Jetez maintenant un coup d’œil sur la mappemonde, si vous voulez vous faire une idée de l’étendue des terres bâties par les polypes ; voyez cette nuée d’archipels de petites îles qui, à travers l’océan Pacifique, s’étend de l’Amérique à l’Asie. Eh bien ! beaucoup de ces archipels sont en entier d’origine madréporique ; et ceux dont l’origine est différente sont au moins entourés d’une ceinture de coraux. Le seul archipel des Maldives, dans la mer des Indes, comprend douze mille écueils, îlots ou îles de construction madréporique. Un banc de coraux situé sur la côte orientale de la Nouvelle-Hollande couvre une superficie de 88,000 kilomètres carrés. La cinquième partie du monde, l’Océanie, est donc, pour une grande part, l’œuvre des polypes. Dût-il à cet immense labeur consacrer cent mille ans, le genre humain entier ne viendrait à bout du travail accompli par l’animalcule glaireux des coraux. Le rôle de ces faiseurs de mondes n’a pas été moindre dans les anciennes mers, d’où nos continents sont sortis. Certaines assises du globe, certaines chaînes de montagnes, sont formées de polypiers ; dans telles étendues du sol de la France, on ne marche que sur de vieux coraux ; bien des villes sont bâties avec une pierre dont le moindre fragment renferme des débris de madrépores.
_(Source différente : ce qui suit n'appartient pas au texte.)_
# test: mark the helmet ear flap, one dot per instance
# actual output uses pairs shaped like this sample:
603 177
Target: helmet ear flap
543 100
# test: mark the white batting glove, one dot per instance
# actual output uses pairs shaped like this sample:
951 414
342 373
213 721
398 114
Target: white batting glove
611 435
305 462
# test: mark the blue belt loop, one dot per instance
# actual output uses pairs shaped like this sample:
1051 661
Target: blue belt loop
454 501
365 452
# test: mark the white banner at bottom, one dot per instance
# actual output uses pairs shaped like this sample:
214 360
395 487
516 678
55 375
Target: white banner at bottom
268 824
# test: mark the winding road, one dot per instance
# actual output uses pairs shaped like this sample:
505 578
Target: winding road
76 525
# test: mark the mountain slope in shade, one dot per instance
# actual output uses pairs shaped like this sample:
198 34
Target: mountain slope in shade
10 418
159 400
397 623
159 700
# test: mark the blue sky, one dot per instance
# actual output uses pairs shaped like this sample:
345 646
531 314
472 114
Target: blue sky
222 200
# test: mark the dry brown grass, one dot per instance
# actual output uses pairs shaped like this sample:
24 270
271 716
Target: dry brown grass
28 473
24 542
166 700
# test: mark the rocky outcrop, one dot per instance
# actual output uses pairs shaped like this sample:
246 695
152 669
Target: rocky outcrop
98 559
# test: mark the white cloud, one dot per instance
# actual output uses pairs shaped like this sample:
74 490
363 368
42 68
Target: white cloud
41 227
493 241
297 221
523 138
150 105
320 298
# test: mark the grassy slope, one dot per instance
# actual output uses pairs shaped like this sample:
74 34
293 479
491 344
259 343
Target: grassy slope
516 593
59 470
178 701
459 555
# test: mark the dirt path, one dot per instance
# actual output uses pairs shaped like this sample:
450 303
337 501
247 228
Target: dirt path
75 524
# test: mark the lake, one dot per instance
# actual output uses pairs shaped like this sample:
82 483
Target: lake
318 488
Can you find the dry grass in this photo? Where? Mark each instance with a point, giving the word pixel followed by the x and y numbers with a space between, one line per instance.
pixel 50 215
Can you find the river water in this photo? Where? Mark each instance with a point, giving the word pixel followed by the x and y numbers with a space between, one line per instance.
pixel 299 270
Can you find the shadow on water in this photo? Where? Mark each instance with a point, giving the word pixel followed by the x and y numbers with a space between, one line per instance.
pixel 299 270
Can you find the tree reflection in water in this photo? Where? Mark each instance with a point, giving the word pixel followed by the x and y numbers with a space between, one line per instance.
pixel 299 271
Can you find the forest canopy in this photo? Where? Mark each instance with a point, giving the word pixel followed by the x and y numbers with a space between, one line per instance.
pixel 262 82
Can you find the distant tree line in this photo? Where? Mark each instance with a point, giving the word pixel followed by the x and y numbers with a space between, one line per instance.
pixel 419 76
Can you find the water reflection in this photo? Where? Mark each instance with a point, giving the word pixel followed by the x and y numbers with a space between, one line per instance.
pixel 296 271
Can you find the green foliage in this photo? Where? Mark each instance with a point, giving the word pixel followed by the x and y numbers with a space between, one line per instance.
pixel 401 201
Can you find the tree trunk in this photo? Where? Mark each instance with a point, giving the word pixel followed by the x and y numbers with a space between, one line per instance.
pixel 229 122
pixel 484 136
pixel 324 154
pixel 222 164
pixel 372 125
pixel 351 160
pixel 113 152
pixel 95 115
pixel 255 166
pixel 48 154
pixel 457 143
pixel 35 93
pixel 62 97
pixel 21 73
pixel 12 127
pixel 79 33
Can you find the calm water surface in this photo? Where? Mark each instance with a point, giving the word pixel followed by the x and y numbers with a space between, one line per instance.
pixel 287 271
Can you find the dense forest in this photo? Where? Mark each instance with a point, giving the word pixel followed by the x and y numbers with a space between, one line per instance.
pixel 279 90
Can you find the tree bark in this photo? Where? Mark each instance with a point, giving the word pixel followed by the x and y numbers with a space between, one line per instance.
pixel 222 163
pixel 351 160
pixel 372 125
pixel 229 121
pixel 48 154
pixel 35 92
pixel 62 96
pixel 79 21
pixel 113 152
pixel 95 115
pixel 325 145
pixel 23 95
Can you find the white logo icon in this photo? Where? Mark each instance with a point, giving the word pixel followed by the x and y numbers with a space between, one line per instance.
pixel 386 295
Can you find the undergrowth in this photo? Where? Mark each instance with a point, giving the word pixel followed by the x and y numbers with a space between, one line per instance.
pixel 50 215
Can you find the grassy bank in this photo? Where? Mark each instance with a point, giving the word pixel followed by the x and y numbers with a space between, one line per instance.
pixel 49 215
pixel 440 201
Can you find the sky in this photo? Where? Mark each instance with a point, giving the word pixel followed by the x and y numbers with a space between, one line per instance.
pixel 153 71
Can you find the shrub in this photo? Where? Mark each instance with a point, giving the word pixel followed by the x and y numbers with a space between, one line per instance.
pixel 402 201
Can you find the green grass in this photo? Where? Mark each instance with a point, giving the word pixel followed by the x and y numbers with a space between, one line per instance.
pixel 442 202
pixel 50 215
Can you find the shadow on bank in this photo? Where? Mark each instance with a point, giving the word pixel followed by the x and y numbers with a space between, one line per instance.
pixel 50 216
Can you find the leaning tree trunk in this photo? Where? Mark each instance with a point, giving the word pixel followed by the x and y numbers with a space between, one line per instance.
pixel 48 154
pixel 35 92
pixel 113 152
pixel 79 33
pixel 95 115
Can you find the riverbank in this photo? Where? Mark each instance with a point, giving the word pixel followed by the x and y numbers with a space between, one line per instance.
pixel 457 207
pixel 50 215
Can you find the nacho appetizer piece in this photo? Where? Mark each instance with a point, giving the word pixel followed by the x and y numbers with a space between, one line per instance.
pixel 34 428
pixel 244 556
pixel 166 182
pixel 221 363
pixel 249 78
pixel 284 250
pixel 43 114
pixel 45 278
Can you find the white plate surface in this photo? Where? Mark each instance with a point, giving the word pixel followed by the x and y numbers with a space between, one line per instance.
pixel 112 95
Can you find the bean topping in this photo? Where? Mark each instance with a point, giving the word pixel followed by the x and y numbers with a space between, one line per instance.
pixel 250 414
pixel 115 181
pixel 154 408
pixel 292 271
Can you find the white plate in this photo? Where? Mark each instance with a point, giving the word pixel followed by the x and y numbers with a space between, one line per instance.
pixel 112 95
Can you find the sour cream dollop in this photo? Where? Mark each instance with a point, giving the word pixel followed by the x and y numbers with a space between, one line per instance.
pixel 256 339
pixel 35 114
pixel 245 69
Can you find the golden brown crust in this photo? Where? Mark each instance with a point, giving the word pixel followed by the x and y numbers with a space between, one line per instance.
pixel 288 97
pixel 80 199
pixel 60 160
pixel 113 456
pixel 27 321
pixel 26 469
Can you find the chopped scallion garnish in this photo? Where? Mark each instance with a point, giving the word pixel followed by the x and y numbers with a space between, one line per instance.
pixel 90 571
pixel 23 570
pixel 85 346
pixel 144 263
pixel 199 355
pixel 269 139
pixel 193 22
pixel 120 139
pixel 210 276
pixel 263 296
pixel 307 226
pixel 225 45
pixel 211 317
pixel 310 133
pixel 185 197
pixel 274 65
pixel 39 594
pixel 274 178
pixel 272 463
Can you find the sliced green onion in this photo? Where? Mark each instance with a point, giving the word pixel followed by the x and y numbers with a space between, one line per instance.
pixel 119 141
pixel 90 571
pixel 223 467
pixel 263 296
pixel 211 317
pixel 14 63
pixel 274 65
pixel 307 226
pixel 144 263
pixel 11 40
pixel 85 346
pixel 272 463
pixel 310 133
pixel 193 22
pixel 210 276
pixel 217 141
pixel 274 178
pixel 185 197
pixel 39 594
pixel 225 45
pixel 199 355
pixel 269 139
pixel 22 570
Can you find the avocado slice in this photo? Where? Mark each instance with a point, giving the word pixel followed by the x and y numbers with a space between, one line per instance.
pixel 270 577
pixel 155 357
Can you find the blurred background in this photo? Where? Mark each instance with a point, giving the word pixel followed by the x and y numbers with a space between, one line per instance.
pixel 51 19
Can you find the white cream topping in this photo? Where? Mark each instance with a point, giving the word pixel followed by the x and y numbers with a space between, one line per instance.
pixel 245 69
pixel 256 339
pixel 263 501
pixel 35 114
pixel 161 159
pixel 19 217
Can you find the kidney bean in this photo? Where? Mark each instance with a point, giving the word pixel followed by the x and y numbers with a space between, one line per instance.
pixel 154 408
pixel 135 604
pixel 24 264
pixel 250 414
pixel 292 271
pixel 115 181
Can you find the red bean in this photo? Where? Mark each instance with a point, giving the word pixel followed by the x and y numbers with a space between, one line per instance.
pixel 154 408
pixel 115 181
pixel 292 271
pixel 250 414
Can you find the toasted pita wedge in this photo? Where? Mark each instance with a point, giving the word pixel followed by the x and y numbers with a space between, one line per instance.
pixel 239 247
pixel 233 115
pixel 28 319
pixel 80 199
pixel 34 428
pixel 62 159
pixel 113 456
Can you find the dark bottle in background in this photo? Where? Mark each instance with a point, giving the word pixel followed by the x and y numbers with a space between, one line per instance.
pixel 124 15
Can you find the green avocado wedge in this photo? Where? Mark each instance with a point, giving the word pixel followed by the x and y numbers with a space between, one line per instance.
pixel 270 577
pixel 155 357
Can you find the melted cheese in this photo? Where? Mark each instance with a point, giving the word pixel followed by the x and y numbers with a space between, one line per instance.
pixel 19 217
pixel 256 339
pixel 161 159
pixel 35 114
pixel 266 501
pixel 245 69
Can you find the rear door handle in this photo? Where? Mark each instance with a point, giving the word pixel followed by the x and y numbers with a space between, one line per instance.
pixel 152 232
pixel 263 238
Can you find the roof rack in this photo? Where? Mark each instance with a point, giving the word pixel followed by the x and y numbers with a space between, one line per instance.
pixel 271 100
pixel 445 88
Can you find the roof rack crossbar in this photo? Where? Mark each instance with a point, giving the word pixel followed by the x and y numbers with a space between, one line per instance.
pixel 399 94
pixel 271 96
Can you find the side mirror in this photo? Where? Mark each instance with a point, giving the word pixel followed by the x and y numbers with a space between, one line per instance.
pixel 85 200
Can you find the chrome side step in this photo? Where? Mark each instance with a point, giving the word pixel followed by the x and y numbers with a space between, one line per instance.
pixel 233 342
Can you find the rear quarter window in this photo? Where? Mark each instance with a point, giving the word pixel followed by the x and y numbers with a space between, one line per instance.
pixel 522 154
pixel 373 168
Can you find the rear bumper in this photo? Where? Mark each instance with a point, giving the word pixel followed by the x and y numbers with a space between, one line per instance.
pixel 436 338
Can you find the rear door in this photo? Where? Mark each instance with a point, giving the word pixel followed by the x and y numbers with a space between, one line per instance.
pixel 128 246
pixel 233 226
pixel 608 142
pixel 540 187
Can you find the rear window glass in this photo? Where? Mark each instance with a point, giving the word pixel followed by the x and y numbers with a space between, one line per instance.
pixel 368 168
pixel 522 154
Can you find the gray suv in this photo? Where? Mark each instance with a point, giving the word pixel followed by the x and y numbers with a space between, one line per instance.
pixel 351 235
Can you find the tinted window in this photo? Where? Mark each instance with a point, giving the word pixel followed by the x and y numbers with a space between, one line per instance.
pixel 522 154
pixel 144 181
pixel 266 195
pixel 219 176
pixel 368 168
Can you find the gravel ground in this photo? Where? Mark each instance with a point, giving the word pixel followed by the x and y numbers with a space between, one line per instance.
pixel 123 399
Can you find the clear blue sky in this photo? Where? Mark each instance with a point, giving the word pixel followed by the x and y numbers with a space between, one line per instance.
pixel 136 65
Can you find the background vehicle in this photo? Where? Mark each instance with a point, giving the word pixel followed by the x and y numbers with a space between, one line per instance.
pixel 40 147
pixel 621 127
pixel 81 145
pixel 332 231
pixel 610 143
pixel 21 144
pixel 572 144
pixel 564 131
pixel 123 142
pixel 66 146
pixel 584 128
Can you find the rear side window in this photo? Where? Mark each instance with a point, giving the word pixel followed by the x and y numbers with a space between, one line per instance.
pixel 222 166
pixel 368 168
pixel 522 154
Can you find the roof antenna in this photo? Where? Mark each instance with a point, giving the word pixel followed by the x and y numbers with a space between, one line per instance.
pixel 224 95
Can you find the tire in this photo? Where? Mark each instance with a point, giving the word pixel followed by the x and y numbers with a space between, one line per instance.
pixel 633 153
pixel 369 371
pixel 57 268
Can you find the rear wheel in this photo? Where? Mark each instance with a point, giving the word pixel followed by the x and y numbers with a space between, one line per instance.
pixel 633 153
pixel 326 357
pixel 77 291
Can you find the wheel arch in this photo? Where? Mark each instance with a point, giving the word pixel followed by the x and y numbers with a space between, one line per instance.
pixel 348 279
Cette histoire préliminaire de l’hydre et du corail nous amène directement au but, à la plante, dont j’avais à cœur de vous dévoiler tout d’abord l’organisation fondamentale. Cette organisation, qui nous expliquera plus tard une foule de faits sans elle inexplicables, peut se résumer ainsi : un végétal est comparable à un polypier couvert de ses polypes ; ce n’est pas un être simple, mais un être collectif, une association d’individus, tous parents, tous étroitement unis, s’entr’aidant les uns les autres et travaillant à la prospérité de l’ensemble ; c’est, de même que le corail, une sorte de ruche vivante dont tous les habitants ont la vie en commun.